Polyamine regulation in the body is also facilitated by polyamine transport and cellular uptake. In a later investigation, Abdulhussein and Wallace [61] studied the PA transport mediating potential of ABC and eight SLC transporters (SLC22A1, SLC22A2, SLC22A3, SLC47A1, SLC7A1, SLC3A2, SLC12A8A, SLC22A16). Hamouda et al. also reported an unexplored gene, ATP13A3, as a potential candidate for PA transport that complemented PUT transport deficiency [62]. In another recent study, the gene SLC18B1 of the vesicular amine transporter family was identified as a transporter of spermine and spermidine.

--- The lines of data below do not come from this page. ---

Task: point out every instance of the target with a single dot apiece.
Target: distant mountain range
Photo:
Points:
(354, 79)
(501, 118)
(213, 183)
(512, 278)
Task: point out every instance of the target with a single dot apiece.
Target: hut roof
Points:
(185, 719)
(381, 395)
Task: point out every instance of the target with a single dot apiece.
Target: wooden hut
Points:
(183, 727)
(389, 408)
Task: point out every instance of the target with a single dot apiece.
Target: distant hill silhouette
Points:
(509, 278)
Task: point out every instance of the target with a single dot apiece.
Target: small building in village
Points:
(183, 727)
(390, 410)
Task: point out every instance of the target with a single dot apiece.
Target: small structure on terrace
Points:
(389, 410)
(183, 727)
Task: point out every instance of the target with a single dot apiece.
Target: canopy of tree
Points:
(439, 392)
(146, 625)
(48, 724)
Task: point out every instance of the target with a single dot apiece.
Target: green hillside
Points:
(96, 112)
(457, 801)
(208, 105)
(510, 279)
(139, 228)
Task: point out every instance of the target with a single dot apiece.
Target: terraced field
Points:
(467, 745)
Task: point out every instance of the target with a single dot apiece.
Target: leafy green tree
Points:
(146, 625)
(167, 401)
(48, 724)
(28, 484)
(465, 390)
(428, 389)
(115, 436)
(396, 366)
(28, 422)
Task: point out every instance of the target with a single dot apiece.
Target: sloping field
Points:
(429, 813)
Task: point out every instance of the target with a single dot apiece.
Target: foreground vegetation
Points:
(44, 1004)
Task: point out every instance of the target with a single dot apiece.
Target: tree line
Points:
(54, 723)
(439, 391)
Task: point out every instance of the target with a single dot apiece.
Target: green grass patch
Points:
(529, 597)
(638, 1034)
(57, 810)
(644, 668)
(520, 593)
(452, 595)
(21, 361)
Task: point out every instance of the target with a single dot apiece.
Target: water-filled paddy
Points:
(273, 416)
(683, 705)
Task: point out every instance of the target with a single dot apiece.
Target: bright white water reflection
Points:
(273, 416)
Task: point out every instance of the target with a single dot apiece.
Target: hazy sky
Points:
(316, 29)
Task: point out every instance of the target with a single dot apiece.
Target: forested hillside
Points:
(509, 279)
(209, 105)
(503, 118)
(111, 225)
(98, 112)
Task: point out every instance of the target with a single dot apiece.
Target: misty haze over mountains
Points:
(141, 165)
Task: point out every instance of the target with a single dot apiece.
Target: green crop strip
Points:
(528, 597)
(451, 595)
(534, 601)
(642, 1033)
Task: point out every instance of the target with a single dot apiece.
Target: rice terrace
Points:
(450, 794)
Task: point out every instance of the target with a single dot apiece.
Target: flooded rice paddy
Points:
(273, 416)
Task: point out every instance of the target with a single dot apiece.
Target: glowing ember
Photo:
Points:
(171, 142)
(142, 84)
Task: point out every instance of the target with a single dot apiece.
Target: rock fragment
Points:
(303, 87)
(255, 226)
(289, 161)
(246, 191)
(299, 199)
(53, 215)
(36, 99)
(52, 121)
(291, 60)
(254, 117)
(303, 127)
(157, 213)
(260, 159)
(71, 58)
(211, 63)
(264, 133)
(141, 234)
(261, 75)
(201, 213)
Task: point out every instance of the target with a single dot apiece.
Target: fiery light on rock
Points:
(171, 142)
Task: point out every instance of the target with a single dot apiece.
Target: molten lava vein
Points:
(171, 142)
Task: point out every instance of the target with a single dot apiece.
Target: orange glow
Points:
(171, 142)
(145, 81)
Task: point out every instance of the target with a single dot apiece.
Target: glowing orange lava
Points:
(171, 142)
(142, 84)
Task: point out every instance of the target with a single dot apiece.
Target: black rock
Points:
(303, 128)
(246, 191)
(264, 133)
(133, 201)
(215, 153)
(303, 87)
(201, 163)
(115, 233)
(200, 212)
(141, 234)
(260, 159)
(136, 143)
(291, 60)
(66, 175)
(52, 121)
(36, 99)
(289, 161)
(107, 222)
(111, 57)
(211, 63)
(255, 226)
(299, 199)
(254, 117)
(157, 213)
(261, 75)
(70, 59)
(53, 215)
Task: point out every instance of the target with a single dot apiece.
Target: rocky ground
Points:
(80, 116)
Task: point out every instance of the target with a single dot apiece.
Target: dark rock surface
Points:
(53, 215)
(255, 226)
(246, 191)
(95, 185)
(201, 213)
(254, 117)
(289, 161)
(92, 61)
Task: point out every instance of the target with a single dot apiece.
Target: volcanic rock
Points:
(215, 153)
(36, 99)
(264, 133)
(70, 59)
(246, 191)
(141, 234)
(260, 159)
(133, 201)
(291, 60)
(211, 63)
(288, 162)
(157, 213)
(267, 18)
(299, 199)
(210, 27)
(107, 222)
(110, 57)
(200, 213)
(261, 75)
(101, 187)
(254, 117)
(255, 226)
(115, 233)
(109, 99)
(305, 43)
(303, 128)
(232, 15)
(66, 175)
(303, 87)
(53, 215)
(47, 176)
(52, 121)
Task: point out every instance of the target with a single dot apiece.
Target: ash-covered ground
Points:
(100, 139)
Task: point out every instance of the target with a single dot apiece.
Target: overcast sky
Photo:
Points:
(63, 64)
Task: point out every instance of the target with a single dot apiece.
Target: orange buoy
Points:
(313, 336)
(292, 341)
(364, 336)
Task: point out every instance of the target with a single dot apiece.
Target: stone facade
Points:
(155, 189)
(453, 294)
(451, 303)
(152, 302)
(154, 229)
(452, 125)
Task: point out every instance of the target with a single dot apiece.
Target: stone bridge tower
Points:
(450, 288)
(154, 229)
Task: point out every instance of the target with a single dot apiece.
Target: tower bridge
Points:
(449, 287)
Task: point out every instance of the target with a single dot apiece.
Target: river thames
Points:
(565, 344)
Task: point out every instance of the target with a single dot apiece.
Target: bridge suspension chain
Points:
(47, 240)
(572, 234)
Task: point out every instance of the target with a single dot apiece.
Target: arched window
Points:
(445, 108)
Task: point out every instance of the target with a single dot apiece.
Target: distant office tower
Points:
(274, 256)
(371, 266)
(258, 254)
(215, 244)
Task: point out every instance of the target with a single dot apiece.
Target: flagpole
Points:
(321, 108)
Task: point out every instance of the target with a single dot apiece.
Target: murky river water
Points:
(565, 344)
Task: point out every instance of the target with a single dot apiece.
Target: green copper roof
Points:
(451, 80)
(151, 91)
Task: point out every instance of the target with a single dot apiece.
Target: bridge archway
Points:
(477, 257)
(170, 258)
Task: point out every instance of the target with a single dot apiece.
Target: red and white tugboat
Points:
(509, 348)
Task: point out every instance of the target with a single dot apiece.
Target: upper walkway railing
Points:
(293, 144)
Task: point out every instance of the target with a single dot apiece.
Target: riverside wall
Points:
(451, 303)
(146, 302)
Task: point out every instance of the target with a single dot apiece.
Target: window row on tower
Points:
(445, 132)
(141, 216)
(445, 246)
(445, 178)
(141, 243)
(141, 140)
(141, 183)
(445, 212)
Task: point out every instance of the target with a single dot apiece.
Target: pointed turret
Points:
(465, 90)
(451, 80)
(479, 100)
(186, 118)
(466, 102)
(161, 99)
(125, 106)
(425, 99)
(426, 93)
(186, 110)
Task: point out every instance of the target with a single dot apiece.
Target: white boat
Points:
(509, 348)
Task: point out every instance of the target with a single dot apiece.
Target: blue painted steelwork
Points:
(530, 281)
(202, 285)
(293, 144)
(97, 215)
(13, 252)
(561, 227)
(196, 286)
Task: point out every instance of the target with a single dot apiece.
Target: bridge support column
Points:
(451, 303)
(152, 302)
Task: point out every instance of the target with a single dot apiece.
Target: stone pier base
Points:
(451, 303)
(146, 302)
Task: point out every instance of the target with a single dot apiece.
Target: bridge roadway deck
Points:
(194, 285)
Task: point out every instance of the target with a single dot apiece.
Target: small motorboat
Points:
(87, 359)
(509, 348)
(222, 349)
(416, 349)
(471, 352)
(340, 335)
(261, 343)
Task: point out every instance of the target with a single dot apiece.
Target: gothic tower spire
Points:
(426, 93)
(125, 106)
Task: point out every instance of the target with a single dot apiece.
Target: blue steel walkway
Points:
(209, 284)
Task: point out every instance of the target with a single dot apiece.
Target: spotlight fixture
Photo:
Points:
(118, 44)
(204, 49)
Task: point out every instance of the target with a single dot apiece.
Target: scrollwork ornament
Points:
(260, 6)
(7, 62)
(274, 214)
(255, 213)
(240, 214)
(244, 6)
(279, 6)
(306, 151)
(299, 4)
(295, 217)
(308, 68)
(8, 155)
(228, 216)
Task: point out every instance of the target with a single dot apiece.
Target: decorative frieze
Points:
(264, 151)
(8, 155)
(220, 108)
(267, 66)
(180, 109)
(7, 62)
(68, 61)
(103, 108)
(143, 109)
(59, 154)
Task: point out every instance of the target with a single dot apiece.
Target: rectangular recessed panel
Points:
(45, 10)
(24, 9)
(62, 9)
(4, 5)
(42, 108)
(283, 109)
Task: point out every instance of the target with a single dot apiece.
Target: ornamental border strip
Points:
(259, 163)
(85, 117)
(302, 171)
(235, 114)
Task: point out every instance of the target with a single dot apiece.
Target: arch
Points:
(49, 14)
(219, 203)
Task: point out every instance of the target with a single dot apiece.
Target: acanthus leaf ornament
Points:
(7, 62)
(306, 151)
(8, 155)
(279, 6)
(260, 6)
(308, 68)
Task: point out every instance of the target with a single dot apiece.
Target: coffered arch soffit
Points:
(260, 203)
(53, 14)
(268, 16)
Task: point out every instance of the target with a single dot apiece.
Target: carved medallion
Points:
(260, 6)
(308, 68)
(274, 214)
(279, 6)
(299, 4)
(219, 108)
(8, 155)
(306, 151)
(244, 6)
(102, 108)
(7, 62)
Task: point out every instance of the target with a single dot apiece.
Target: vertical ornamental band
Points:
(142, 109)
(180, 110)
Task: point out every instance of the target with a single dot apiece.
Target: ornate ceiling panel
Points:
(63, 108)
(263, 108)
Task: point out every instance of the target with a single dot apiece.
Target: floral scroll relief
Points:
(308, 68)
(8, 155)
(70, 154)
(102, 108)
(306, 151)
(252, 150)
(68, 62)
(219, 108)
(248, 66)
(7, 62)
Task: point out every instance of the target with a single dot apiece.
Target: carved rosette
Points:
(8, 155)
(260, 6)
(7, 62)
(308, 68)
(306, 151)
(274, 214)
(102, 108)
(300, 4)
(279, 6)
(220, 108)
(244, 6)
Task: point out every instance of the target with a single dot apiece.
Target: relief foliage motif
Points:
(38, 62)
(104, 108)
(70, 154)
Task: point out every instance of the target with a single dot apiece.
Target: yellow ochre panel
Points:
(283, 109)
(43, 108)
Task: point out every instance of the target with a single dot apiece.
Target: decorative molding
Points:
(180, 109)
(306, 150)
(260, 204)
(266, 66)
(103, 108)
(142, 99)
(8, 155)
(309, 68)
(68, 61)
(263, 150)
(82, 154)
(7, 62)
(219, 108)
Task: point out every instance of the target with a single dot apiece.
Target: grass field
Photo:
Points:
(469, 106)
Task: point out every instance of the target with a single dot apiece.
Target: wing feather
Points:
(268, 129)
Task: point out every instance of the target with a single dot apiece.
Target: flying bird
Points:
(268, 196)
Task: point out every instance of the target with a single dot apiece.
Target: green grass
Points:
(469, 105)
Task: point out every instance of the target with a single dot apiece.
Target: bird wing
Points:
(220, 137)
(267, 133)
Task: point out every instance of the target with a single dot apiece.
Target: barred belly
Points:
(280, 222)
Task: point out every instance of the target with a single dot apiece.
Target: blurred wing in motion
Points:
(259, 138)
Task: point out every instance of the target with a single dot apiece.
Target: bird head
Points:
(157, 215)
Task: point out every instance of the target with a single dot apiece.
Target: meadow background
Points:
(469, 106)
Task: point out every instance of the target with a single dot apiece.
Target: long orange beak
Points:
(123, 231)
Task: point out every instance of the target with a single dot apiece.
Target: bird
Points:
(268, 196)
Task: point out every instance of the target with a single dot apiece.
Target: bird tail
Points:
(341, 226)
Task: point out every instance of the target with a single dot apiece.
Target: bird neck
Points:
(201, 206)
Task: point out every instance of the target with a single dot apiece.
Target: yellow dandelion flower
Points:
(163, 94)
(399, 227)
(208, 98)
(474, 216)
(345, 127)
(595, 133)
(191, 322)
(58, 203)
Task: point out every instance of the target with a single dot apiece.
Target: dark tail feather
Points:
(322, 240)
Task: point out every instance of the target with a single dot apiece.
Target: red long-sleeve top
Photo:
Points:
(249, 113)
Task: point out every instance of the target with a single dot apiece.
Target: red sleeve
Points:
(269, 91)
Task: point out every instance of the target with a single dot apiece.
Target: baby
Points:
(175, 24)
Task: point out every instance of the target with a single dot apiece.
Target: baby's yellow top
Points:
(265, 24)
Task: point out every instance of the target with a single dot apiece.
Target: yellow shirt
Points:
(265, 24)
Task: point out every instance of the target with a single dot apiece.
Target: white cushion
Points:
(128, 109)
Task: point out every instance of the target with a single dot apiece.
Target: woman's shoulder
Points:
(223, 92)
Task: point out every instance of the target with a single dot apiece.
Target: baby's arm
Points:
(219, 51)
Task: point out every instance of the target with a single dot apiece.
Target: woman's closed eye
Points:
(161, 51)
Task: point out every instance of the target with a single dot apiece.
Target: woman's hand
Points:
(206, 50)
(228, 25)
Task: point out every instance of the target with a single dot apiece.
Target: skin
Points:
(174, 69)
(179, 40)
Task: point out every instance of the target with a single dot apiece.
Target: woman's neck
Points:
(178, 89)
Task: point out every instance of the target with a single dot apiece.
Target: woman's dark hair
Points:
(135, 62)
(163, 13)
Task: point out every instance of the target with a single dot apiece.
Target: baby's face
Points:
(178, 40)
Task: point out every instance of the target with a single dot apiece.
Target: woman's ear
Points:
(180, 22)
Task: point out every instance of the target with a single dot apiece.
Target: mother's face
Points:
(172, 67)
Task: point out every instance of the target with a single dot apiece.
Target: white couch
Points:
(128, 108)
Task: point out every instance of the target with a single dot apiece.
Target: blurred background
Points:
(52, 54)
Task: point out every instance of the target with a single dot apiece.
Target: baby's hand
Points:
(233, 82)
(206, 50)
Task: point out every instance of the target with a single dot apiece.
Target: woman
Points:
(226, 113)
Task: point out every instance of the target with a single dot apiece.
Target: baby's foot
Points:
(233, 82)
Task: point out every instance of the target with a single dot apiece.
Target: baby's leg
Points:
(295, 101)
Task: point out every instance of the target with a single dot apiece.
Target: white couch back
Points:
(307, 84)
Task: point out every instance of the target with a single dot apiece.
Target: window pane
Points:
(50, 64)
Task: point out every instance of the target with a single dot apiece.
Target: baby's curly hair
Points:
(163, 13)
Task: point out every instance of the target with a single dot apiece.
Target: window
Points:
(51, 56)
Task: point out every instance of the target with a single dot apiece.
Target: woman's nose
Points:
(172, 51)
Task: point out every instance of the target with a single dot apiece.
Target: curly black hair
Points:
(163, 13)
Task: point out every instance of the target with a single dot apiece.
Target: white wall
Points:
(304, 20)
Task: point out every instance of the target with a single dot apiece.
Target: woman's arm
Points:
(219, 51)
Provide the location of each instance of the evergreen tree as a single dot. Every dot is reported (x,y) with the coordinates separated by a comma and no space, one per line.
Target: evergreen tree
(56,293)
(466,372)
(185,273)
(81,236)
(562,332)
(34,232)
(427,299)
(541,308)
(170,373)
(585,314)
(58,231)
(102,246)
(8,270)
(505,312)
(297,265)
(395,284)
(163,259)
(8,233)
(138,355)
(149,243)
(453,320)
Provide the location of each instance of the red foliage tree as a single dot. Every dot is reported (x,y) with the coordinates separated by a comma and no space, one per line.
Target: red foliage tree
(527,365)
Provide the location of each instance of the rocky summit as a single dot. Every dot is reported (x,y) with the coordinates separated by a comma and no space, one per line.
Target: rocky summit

It has been demonstrated that cancer cell proliferations have high polyamine transport activity, and the transport system holds relevance as a target site for selective drug delivery. Taking advantage of the intrinsic needs of cancer cells to utilize polyamine metabolites for growth, Muth et al. [63] showed that the novel compoundN1,N1-Naphthalene-1,4-diylbis(methylene)]bis{N4-4-(methylamino)butyl])butane-1,4-diamine}, 3b, had excellent polyamine transport system selectivity and was stable to amine oxidases, making it a candidate for targeting breast cancer cells and melanomas. It was established that the rates of cell growth and polyamine depletion were associated with polyamine transport.